Через минуту мы уже засыпали друг друга бесконечными вопросами. Напечатал ли я его снимки? Буду ли я участвовать в наступлении на Торреон? Не знает ли он, где теперь дон Петронило? А Пабло Сеанес? А Рафаэли-то? В самый разгар нашей беседы кто-то закричал: «Вива Урбина!» — и в дверях вагона показался сам старый генерал — неустрашимый герой Дуранго. Он хромал, и его поддерживали два солдата. В одной руке он держал винтовку — устаревший, негодный Спрингфилд со спиленным прицелом, две патронные ленты обвивали его талию. Несколько секунд он стоял неподвижно, с бесстрастным выражением на лице, буравя меня маленькими жесткими глазками. Я было подумал, что он меня не узнал, как вдруг услышал знакомый хриплый голос:
— У вас другой фотоаппарат! А где же старый? Я хотел ответить; но он перебил меня:
— Я знаю. Бросили его в Ла-Кадене.

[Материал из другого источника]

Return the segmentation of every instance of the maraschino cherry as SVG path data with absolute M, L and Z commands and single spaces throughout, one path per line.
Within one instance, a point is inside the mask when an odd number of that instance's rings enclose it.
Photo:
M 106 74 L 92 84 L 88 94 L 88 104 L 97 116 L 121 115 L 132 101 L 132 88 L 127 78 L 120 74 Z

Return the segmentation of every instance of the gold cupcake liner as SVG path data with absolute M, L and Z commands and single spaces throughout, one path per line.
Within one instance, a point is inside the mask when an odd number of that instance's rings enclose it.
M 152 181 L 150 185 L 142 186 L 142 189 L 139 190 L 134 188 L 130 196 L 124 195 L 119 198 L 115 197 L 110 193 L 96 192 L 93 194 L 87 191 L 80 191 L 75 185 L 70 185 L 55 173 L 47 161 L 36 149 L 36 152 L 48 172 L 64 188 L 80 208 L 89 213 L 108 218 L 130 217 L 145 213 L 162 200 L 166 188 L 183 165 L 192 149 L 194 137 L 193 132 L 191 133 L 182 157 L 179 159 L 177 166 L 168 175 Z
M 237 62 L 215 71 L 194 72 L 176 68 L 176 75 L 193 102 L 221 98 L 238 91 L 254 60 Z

А что, удирали во все лопатки?
— Да, mi General.
— А теперь вы едете в Торреон, чтобы снова удирать во все лопатки?
— Когда я решил удирать из Ла-Кадены, — ответил я, слегка задетый, — дон Петронило со своим отрядом опередил меня на целую милю.
Он ничего не сказал в ответ и, прихрамывая, начал сходить со ступенек, а солдаты кругом так и покатились со смеху. Подойдя ко мне, он обнял меня за плечи и похлопал по спине.